Onde uma velha Bougainvillea de cor vermelho carmim tenta entrar nessa casa pela janela quando ela está aberta. Agora, nesses dias frios de inverno ela mostra lindas flores de cor entre o vermelho e lilás. E elas, quando caem ao chão de cor verde da cor da grama que recém foi plantada naquele pequeno jardim, ainda vivas e saudosas de onde caíram, tenho vontade imensa de pegar uma por uma, ir colando pacienciosamente cada uma dessas pétalas caídas naquele gramado de um verdume sem par lá em cima na sua bela planta trepadeira originária da América do Sul. Também conhecida pelos nomes de Primavera, Três Marias e Flor de Papel.
Nesse mesmo gramado esmaecido pela friagem desses dias invernais tenho visto centenas de praguinhas verdinhas crescendo rapidamente tomando conta desse lindo jardim.
São trevinhos de três folhinhas apenas. Se fossem quatro creio teria mais sorte. Tiririquinhas invasoras, capim pé de galinha são touceiras que se espalham velozmente, dente de leão com suas folhas em rosetas e flores amarelas, azedinhas que não são nada doces e outras tantas que praguejam nossos jardins gramados.
Vem de aí o meu desejo, que nesse domingo final de junho, vendo esse jardim que um dia já esparramou encanto até entre os desencantados.
Se ele fosse meu tentaria despraguejá-lo arrancando uma a uma dessas praguinhas com meus dedos. Embora saiba que elas irão recidivar maiores e mais fortes ainda num tempo certo apesar de indefinido.
Mais certo, pensando cá comigo, tentando olhar pro meu próprio umbigo, por que não tentar tirar de dentro de mim essas outras ervas daninhas que nascem, brotam e crescem no meu interior.
Despragar-me-ia, melhor dizendo desapegar-me-ia de sentimentos menores. Tais como a ira, o mau humor que se mostra as pessoas pela cara feia que a elas mostramos os olhos carrancudos.
As inverdades mentirinhas que a gente passa adiante sem sequer pensar nas consequências danosas que podem causar aos outros devido a boataria que passamos adiante.
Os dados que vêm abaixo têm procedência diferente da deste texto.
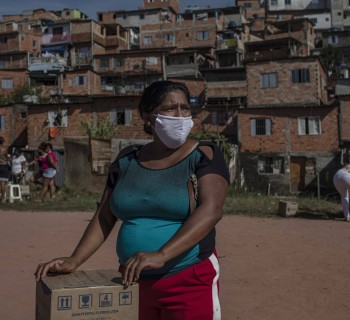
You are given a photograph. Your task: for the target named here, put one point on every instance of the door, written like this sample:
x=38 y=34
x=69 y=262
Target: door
x=297 y=174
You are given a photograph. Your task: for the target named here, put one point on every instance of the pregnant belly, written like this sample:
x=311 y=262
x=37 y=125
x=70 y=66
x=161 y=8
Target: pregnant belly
x=144 y=235
x=149 y=235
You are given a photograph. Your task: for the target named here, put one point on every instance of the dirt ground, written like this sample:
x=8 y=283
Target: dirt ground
x=271 y=268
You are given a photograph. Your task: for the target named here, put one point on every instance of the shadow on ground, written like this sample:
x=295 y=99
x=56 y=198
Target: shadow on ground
x=316 y=215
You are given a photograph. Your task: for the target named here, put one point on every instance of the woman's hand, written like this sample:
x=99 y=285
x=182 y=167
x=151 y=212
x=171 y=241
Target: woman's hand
x=141 y=261
x=58 y=265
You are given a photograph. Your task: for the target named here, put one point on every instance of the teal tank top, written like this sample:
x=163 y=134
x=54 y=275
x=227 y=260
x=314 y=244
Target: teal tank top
x=152 y=205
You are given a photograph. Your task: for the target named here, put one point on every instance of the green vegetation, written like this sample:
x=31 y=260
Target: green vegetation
x=238 y=202
x=17 y=95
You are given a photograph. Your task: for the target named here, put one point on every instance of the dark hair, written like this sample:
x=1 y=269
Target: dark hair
x=154 y=94
x=44 y=145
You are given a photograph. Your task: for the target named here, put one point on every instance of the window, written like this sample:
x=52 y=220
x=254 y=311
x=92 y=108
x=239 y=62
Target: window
x=151 y=61
x=57 y=30
x=80 y=80
x=169 y=37
x=7 y=83
x=57 y=118
x=120 y=116
x=300 y=75
x=138 y=86
x=118 y=62
x=309 y=126
x=272 y=165
x=260 y=127
x=104 y=63
x=333 y=39
x=268 y=80
x=218 y=118
x=147 y=40
x=203 y=35
x=2 y=122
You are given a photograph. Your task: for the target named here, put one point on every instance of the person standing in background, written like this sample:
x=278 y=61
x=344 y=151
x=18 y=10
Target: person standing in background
x=341 y=181
x=49 y=171
x=5 y=172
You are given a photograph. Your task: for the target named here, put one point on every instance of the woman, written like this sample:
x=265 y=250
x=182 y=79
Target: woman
x=49 y=171
x=163 y=244
x=4 y=172
x=341 y=182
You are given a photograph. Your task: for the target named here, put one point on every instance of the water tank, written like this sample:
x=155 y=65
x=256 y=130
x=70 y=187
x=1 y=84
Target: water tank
x=120 y=90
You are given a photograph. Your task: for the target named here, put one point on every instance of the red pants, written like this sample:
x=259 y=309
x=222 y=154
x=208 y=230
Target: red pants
x=188 y=295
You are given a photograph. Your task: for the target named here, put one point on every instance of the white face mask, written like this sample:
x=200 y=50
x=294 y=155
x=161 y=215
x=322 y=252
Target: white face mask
x=173 y=131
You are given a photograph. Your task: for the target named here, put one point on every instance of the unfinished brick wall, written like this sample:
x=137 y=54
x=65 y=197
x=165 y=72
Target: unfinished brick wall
x=19 y=78
x=284 y=130
x=98 y=109
x=286 y=91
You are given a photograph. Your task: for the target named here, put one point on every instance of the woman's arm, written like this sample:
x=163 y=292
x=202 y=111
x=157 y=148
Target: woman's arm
x=95 y=234
x=212 y=194
x=52 y=163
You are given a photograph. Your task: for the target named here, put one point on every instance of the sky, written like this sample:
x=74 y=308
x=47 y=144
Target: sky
x=8 y=7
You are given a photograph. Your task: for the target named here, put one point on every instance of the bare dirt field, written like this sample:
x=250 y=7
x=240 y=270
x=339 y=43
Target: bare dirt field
x=271 y=268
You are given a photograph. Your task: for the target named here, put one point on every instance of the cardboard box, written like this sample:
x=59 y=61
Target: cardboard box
x=86 y=295
x=288 y=208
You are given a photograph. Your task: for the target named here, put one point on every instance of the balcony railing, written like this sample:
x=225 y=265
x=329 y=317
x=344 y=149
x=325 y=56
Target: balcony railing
x=56 y=38
x=47 y=63
x=182 y=70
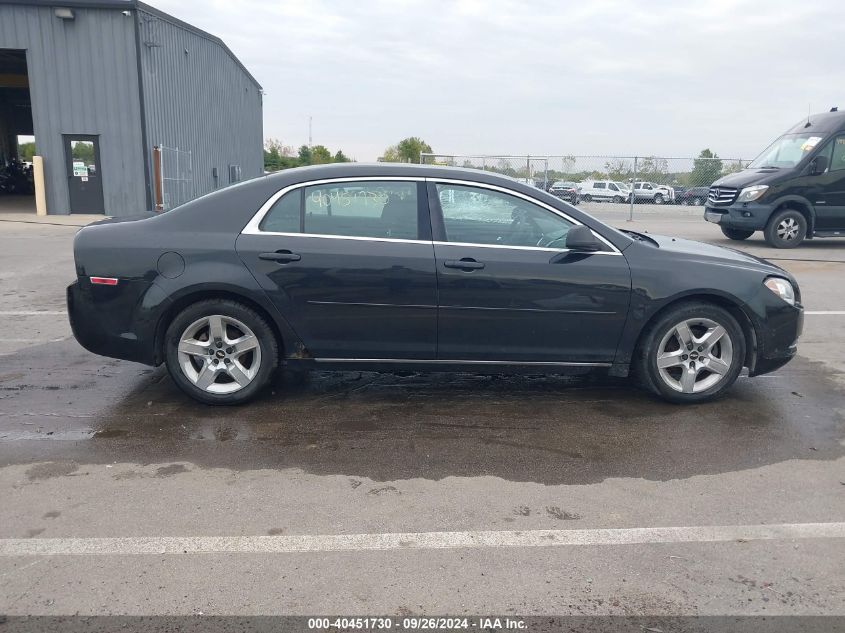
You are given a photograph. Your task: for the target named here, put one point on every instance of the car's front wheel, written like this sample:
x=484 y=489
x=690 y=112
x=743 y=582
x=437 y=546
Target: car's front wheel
x=693 y=353
x=786 y=229
x=220 y=351
x=736 y=234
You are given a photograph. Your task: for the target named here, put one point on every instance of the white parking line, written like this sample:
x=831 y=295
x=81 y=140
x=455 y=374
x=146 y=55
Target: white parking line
x=412 y=540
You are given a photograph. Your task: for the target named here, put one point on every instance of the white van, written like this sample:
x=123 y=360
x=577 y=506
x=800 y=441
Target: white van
x=604 y=190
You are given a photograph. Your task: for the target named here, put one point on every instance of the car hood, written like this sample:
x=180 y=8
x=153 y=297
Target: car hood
x=748 y=177
x=701 y=251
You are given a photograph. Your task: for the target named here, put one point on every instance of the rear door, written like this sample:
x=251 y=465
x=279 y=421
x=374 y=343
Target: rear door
x=508 y=289
x=350 y=265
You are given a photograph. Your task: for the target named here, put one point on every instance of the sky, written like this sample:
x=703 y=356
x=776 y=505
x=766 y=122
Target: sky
x=593 y=77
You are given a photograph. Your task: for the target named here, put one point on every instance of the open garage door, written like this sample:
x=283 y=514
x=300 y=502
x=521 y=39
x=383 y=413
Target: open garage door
x=17 y=144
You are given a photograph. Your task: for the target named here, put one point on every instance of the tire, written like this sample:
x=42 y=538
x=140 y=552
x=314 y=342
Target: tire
x=227 y=376
x=736 y=234
x=692 y=379
x=786 y=229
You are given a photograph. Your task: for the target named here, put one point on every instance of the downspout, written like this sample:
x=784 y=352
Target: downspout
x=144 y=140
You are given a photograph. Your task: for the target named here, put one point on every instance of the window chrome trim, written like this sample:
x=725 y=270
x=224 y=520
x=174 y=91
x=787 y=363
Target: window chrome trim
x=428 y=361
x=531 y=200
x=252 y=226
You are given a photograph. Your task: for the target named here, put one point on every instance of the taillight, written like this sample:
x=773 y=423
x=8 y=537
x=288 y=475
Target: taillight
x=104 y=281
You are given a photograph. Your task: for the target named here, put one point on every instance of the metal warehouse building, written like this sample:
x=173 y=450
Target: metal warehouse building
x=131 y=109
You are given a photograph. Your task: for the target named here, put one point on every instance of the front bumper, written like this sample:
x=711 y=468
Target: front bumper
x=744 y=215
x=777 y=343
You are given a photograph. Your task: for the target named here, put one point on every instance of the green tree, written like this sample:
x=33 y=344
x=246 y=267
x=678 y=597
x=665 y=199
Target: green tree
x=706 y=169
x=407 y=150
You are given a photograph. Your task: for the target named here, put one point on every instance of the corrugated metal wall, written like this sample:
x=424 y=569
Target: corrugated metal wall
x=197 y=98
x=83 y=80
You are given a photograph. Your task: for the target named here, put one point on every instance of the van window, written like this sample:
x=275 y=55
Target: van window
x=837 y=163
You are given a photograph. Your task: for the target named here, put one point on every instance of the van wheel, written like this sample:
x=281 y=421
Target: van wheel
x=220 y=352
x=786 y=229
x=693 y=353
x=736 y=234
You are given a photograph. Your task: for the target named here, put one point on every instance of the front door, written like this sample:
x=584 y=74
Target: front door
x=84 y=174
x=828 y=191
x=350 y=265
x=510 y=291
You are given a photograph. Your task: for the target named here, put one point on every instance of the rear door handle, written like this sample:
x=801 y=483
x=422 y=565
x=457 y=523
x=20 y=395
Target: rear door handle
x=282 y=257
x=466 y=263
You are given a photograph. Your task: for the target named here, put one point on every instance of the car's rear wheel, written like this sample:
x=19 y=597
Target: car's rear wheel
x=786 y=229
x=736 y=234
x=220 y=352
x=693 y=353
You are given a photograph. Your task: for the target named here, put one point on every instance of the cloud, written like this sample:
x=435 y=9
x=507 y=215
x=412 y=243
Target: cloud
x=499 y=76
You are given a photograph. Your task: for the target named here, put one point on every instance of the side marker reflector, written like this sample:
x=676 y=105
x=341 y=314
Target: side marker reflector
x=104 y=281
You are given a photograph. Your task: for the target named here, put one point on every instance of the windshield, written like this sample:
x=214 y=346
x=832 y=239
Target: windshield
x=787 y=151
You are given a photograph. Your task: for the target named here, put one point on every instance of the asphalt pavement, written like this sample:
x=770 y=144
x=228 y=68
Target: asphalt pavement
x=356 y=493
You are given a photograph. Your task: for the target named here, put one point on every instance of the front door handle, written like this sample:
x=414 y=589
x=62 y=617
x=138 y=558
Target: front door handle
x=282 y=257
x=465 y=263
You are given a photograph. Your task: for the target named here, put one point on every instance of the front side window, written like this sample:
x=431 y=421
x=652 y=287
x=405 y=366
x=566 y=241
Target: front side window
x=837 y=162
x=475 y=215
x=382 y=209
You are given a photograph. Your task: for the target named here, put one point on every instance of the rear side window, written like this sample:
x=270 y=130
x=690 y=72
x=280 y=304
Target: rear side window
x=351 y=209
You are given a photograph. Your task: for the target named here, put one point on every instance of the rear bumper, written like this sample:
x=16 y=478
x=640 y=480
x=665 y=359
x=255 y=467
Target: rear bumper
x=749 y=216
x=115 y=321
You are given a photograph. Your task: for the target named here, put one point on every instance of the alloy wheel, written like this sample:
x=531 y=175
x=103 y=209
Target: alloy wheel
x=219 y=354
x=695 y=355
x=788 y=229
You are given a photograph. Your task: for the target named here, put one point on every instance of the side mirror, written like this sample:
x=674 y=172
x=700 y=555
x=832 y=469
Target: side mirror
x=818 y=165
x=580 y=238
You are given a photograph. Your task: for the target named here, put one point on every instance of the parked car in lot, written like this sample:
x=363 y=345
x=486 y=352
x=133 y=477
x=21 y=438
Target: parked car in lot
x=695 y=196
x=566 y=191
x=385 y=267
x=604 y=190
x=653 y=193
x=794 y=190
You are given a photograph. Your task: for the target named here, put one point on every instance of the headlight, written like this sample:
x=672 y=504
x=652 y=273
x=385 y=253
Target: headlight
x=752 y=193
x=782 y=288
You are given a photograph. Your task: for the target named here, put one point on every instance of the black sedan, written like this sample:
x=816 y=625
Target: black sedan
x=386 y=267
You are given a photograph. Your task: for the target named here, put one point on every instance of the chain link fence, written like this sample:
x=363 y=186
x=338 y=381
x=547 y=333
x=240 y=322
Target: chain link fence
x=174 y=178
x=652 y=179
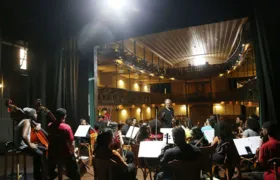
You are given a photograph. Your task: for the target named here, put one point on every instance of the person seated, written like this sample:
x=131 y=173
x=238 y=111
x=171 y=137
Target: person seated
x=198 y=138
x=181 y=151
x=125 y=128
x=23 y=141
x=209 y=124
x=105 y=114
x=144 y=133
x=104 y=151
x=61 y=148
x=239 y=124
x=225 y=147
x=155 y=126
x=252 y=128
x=86 y=139
x=267 y=151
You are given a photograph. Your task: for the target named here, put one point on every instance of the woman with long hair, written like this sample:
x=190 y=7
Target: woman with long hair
x=253 y=128
x=103 y=151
Despraguejar-me-ei, pensando bem, ao me olhar no espelho, ao qual não tenho a menor estima. E, se perguntar a ele o que ele acha de mim. E se ele responder que a ele não interessa a opinião que ele tem dos outros. Quem sabe eu mesmo mudaria a minha conduta. De me preocupar com a vida alheia e devendo pensar nos meus próprios problemas, mas que não me impedisse de tentar ajudar a quem precisa mais do que eu.
Despraguejar-me-ia feliz da vida repartindo minha felicidade com quem dela necessitasse. Seria mais humano, mais fidalgo, mais parceiro menos ganancioso, procuraria encontrar alegria e amor mesmo se eles se escondessem nalgum recanto perdido ao meu olhar a procura de algo difícil de ser achado.
Tentaria me desapegar de qualquer coisa que foi de grande valor no passado. Vivendo apenas o meu presente sem me desvencilhar da saudade que o tal pretérito me trás.
Tiraria as pragas de dentro de mim sim.
Não cultivaria tiriricas, trevinhos de três folhinhas apenas, ou até mesmo as azedinhas que podem ser docinhas ao paladar de terceiros, no entanto, não pra mim.
Deixaria apenas, nesse jardim magnífico que cresce dentro do meu eu.
Atitudes positivas, intenções nunca nocivas, mau caratismo então fecharia as portas a ele.
Assim meu jardim interior seria colorido com as cores do arco íris.
E ao fim dele encontraria o tão almejado pote cheio de ouro.
Despraguejando-me de tudo aquilo que me faz mal.
E, jamais iria querer mal a outras pessoas mesmo que elas desejem mal a mim mesmo.
Enfim consegui despraguejar-me de quase tudo.